The contrast enhanced 3DE data can be used for display and measurement of myocardial perfusion abnormalities in ways similar to that used in conventional 3DE for regional wall motion analysis. The perfusion defect can be displayed and quantified in cross-sectional views (Figure 3). In addition, the defect can be displayed in 3D reconstruction (Figure 4) as well as in bulls-eye presentation (Figure 5).³

3D reconstruction of coronary arteries. 3DE data of coronary arteries can be obtained via transesophageal or transthoracic imaging. The coronary arteries can be reconstructed and presented in cross-sectional views, volume-rendered 3D images or in extracted cast-like display format (Figure 6).⁴ Our clinical study demonstrated the feasibility of 3D reconstruction and displaying coronary arteries and the ability of 3DE in recognizing stenotic lesions in the proximal coronary segments.

 

Figure 6. The coronary arteries can be reconstructed and presented in cross-sectional views, volume-rendered 3D images or in extracted cast-like display format. (Yao 2000)

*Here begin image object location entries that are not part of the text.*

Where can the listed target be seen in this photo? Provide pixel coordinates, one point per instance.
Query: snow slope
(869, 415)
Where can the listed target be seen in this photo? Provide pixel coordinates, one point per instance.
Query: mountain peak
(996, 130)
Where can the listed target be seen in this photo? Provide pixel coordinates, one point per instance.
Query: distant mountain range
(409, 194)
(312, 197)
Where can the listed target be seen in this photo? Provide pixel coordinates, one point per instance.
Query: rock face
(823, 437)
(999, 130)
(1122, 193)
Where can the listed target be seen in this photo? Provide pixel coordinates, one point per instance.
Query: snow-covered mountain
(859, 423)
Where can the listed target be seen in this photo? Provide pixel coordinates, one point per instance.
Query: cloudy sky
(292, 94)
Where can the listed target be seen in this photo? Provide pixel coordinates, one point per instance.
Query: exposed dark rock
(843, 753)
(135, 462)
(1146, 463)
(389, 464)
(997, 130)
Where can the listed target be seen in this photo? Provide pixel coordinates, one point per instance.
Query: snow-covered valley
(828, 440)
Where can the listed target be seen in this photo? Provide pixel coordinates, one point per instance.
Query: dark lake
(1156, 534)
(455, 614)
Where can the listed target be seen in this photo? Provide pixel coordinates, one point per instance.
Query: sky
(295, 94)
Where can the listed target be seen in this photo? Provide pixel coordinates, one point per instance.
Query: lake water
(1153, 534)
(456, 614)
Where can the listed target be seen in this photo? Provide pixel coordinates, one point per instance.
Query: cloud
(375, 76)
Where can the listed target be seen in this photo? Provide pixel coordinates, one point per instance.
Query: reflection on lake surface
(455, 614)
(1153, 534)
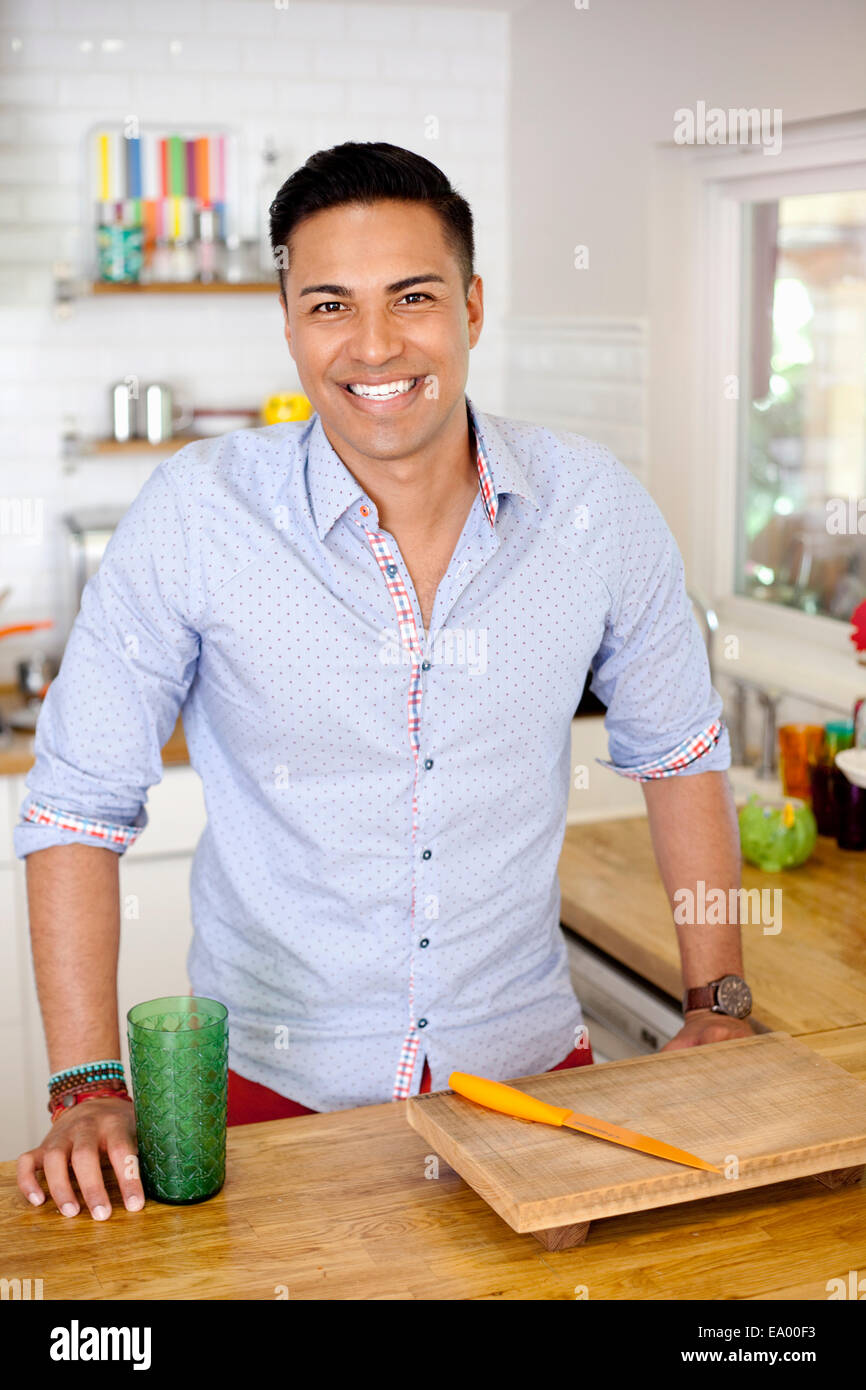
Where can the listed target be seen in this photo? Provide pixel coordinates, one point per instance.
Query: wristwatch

The 3DE technique is being developed rapidly in all its facets, including data acquisition, data processing, image reconstruction and quantitative analysis. 3DE is getting faster and easier to perform. Many ultrasound machine manufacturers are incorporating 3DE ability into their products, so that 3DE data can be collected during 2DE examinations. Other imaging modalities including contrast enhanced imaging, tissue Doppler imaging, metabolic imaging, electrophysiologic imaging and so on are also being developed in 3D formats. An ideal technique in the future for the evaluation of CAD is one that provides comprehensive information of the heart in a multi-dimensional, multi-functional and multi-modality format.